Walhill Farm (Review)

The Restaurant at Walhill Farm’s local emphasis and tasty combinations are worth the drive

click to enlarge The cozy fireplace room at The Restaurant at Walhill Farm.
The cozy fireplace room at The Restaurant at Walhill Farm.

T

here is something eerie about a cornfield at night.

Maybe it’s just the time of year, but as we drove down the winding road that led to Walhill Farm in Batesville, Ind., on a recent Friday night, we couldn’t help but wonder if we had taken a wrong turn into a scary movie. Fortunately, the twinkly white lights soon came into view and our destination was before us. And it was exactly what we hoped it would be.

The Restaurant at Walhill Farm exudes wholesome Midwestern-ness. The staff is friendly and smiley; the decor seesaws between hackneyed and homey. There is nothing spectacular about the seating or the service, but there was something about being there on a cold night that made us blissfully happy. It could have been the napkins (which reminded us of tiny, cozy blankets), or the live cover band. More than likely, however, that something was the food.

The executive chef at The Restaurant at Walhill Farm, Nick Gladding, is a big fan of all things seasonal and housemade. By using what is readily available from the 250-acre Walhill Farm itself and local farms nearby, Gladding is able to provide his guests with higher quality products at a lower price point.

“We like to keep the money local,” he says. “Our goal is to keep the quality up and the costs down for our guests.”

In keeping with the cost-saving theme, the menu “doubles up” on several of their housemade items by using certain sides more than once. While the prices are not low, they are extremely reasonable, especially considering the portion sizes.

To start, we opted for the fried pork belly with braised cabbage and warm pear butter ($9). The pork belly was thick cut and seeping with fatty flavor; our ravenous selves devoured it far too quickly. The real star of the dish, however, was the braised cabbage. I could not stop eating it. Braised in a concoction that includes red wine vinegar, sugar, cinnamon and pork fat, it paired quite well with the juicy pork belly and lip-smackingly good pear butter.

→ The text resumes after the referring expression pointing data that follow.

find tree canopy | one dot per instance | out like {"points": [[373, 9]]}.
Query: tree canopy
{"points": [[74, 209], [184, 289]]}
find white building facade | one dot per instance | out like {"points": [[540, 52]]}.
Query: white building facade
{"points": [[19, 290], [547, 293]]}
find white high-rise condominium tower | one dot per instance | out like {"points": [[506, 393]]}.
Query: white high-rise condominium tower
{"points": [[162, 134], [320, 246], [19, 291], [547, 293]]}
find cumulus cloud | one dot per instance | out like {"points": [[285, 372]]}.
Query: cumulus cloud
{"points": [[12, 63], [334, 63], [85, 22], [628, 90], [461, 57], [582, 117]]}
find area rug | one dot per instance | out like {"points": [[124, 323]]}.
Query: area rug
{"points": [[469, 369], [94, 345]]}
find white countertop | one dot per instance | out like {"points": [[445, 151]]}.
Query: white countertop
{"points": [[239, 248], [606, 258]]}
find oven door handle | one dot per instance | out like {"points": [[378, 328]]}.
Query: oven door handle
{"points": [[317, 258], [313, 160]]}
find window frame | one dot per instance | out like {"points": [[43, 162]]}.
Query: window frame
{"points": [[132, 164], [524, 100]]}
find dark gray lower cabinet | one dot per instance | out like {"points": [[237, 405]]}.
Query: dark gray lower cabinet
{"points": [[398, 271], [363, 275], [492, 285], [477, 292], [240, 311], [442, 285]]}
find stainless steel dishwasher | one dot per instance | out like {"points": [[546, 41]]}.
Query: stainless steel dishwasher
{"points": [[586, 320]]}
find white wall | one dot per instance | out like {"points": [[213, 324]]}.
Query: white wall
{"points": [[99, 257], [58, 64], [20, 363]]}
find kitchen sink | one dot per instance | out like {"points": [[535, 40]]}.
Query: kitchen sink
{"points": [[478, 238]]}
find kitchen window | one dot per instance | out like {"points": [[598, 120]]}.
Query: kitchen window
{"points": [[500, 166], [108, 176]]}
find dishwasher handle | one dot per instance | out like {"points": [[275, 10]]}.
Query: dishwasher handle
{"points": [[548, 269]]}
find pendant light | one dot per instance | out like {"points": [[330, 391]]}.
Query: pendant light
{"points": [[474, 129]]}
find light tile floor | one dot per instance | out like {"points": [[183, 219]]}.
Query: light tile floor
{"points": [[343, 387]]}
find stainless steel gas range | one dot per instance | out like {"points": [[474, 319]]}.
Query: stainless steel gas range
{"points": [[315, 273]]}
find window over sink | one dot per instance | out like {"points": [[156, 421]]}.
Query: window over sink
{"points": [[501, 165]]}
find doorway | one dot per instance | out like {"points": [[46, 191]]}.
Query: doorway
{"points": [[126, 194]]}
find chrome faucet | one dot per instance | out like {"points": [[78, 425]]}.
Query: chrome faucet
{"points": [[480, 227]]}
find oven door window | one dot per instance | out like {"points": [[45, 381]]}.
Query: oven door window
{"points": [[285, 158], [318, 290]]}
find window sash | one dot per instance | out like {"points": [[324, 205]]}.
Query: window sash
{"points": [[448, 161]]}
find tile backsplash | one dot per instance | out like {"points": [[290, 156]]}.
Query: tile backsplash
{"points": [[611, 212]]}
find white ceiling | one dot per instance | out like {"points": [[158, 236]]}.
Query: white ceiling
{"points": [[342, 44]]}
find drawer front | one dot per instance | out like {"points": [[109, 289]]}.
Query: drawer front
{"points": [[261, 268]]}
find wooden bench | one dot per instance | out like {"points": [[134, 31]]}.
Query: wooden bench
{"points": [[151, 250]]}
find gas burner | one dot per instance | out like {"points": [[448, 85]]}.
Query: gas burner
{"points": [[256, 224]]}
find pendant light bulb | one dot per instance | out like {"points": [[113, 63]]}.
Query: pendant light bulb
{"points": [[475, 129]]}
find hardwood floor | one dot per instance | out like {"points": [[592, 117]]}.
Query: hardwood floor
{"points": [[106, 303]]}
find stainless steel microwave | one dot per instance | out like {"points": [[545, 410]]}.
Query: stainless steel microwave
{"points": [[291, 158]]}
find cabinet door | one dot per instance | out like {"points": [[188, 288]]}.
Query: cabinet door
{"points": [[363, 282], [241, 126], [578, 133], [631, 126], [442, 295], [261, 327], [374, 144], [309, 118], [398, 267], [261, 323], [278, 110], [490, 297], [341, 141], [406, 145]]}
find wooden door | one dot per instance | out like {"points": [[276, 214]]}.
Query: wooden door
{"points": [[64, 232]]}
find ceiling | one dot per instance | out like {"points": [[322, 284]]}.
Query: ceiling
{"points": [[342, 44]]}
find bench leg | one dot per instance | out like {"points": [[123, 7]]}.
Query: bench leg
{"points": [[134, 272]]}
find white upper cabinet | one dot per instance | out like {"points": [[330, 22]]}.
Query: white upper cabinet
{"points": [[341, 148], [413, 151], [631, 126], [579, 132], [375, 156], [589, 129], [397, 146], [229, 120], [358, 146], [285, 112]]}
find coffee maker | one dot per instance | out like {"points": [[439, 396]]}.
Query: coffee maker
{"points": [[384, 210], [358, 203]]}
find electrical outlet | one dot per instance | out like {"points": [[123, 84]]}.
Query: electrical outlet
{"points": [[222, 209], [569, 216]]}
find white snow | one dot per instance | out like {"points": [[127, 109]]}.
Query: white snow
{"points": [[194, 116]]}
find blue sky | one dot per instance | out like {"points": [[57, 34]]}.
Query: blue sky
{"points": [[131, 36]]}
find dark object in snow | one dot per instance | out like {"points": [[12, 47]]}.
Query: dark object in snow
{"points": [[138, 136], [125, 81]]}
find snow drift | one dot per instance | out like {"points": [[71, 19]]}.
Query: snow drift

Our next course was the Down to Earth Salad ($7), featuring red and gold beets, goat cheese and sherry vinaigrette. As a true beet person, I almost gasped when the salad arrived. Where were my cubes of juicy, roasted beets? Walhill’s beets were served raw, cut in carrot-like sticks. Gladding takes a very simple approach to salad making so as not to overwhelm his staff, but more goat cheese and a more purposeful treatment of the beets would have perfected this particular dish.

Choosing an entree from the many appealing options was challenging. Walhill Farm raises Black Angus cattle, Berkshire pigs, chickens and other animals sustainably, free from antibiotics and fed with crops from the farm’s acres of pasture. They even have a butcher shop on premises, where they prepare most of their cuts. We settled on the Walhill Pork Chop (Gladding describes pork as the “state meat of Indiana”) for $24. Served alongside a pile of my now-favorite braised cabbage, the boneless pork chop was superb. Gladding’s grill cook, an 18-year-old Indiana native, cooked it absolutely perfectly. Each pear butter-smothered bite was so tender, and the tiniest bit of fat on the edges melted in my mouth.

We also enjoyed the Gnocchi and Rabbit ($24), a stew-like combination of potato dumplings, rabbit meat, carrots, Brussels sprouts and mushrooms. The sauce was thick, salty and bursting with herby flavor (almost overwhelmingly so) and the little dumplings just screamed “home.” The rabbit meat, though sparse, was tender and flavorful. Though not as intoxicating as the pork chop, the dish provided a filling, tasty option for a chilly night.

Our meal was accompanied by selections from The Restaurant’s cocktail menu, all under $7. Though our two first choices were unremarkable, it is worth mentioning that “Butterbeer” was one of the options. To avoid over exciting Happy Potter fans, it is important to relay the unbearable sweetness of this drink, a combination of butterscotch schnapps, cream soda and vodka. It stood untouched on our table after the first sip.

Though dessert was hardly necessary, Walhill’s version of a s’more ($5) looked too interesting to pass up. Unfortunately, the graham cracker crust that served as the foundation for the layered dessert was thick, very difficult to cut and not particularly tasty. The housemade marshmallow was toasted and yummy, but the chocolate in between was smeared on like a spread and not at all reminiscent of the melty sandwiches from my childhood.

Dessert missteps aside, we found ourselves giddy and satisfied after our time at Walhill Farm. The food is unquestionably worth the drive (about 45 minutes each way from downtown Cincinnati) and there is something about driving through dark cornfields on a Friday night that feels adventurous and brave and not the slightest bit ordinary.


Go: 857 Six Pine Ranch Road, Batesville, Ind.

Call: 812-934-2600
Hours: 11 a.m.-9 p.m. Tuesday-Thursday; 11 a.m.-10 p.m. Friday-Saturday; 10 a.m.-2 p.m. Sunday.